É justamente essa pergunta que o jogo tenta responder, te colocando na pele de Lina, uma das poucas motoristas que restaram. Nesse futuro não tão distante, a automação tornou obsoleto diversos empregos, que agora poderiam ser exercidos por máquinas, sobrando aos humanos cargos que exijam pensamento crítico e julgamento. Nessa tomada da automação, uma das funções obsoletas é justamente a de motorista, uma vez que agora existem carros autônomos, e eles (supostamente) são muito mais seguros. Encarnamos então numa protagonista que precisa manter sua humanidade em um ambiente onde ela é indesejada.

Por ser um jogo narrativo, a trama exerce papel fundamental aqui. Ela se inicia quando Lina recebe um convite de uma amiga de longa data para morarem juntas em Los Ojos, que por uma ironia do destino, é uma cidade tomada pela automação, dominada pelo monopólio da empresa Capra, dona dos carros autônomos. Lina encara a situação como uma oportunidade de recomeçar a vida ao lado de sua amiga Savy, até que, obviamente, alguma coisa dá errado. Savy some misteriosamente, e sobra então para Lina a tarefa de procurar pelo paradeiro da amiga, que aos poucos vai se revelando intrinsecamente ligado a empresa Capra. E é claro que, para isso, ela precisa se manter pela cidade, o que significa trabalhar.

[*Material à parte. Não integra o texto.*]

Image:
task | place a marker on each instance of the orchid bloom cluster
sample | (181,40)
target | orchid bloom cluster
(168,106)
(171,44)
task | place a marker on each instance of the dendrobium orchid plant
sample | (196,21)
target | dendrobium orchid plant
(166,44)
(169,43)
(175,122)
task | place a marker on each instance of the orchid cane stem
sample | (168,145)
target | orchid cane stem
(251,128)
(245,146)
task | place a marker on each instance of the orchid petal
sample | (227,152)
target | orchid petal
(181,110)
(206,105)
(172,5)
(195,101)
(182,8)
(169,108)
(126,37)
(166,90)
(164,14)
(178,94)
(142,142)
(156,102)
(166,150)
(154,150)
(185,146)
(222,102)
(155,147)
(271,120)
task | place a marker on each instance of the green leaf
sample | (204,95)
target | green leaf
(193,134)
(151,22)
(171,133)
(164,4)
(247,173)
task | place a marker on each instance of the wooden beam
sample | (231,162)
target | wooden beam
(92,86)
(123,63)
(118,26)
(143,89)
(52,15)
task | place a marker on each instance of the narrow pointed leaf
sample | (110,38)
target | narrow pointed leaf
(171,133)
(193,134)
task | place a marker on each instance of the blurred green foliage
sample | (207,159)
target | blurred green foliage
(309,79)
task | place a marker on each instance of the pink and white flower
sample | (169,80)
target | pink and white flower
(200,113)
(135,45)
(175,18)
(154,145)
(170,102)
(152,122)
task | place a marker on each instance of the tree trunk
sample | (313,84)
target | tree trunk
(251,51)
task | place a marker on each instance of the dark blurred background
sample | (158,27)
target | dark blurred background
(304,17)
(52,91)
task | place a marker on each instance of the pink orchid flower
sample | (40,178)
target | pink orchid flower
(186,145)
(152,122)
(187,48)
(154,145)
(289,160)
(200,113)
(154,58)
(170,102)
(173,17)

E assim somos introduzidos ao jogo. Enquanto Savy se mantém como a trama principal e fio condutor da história, vamos nos ocupando com outros personagens e suas subtramas. O jogo acontece durante o período de uma semana, sendo que cada dia temos a opção de escolher diferentes pessoas como passageiros, e esse é o cerne do jogo. Como um bom motorista de aplicativo, devemos escolher bem o tipo de passageiro que vamos levar, levando em consideração nossa pontuação como piloto, uma vez que ficar abaixo de três estrelas significa perder o emprego. É aqui que se dá o desafio do jogo: como ele é inteiramente baseado em diálogos, cabe ao jogador conduzir a conversa e lidar com a situação para manter a pontuação alta.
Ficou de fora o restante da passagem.